One of my own tenets of software engineering is to iterate, iterate, and then iterate some more. By iteration I mean design, build, test, ask for feedback, and repeat if necessary. The feedback part is important. When I’ve strayed from this path of iterating and asking for feedback – something that I’ve done way too many times – I’ve always been bitten. Hard. When I do follow through though, I’ve found that my projects come out more robust and functional. A product that works and does what the end user wants makes everyone happy.

I’m bringing this up because of this article I read about Panjiva, a startup that built a search engine that allows businesses to search for and vet suppliers.
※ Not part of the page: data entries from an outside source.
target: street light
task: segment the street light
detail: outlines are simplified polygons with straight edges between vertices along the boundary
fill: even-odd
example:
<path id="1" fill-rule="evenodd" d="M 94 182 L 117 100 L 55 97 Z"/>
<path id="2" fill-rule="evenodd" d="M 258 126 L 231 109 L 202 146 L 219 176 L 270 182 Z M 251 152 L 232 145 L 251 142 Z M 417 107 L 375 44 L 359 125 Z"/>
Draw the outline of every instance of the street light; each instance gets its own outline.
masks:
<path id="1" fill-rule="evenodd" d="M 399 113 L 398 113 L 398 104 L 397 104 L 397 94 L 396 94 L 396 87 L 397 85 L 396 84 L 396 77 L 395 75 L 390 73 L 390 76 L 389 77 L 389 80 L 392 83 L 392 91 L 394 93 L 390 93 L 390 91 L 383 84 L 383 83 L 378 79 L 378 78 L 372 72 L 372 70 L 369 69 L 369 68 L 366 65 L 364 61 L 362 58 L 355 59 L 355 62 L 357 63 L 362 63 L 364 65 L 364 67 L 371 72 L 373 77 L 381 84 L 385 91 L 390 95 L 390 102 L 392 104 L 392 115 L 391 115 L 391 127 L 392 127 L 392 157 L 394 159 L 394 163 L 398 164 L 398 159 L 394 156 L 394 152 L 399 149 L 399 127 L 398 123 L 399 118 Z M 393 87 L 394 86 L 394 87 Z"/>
Part of their story is how they spent over a year building their search engine only to find out that it didn’t do what their customers wanted. Imagine if you were the VC who just gave them a $5 million infusion. Quote a commenter, “After months of development, it never occurred to either the Harvard guy or the MIT guy to test their code with a real query? An investor had to suggest it? Hello? This is not giving me a warm and fuzzy feeling about the folks graduating from America’s elite universities.”

Luckily for Panjiva, they went back to the drawing boards and cranked out a search engine that worked. Lesson learned: ask for feedback earlier in the development cycle. It’s a painful lesson to learn and one that we sometimes forget about in the heat of development. Just ask Google.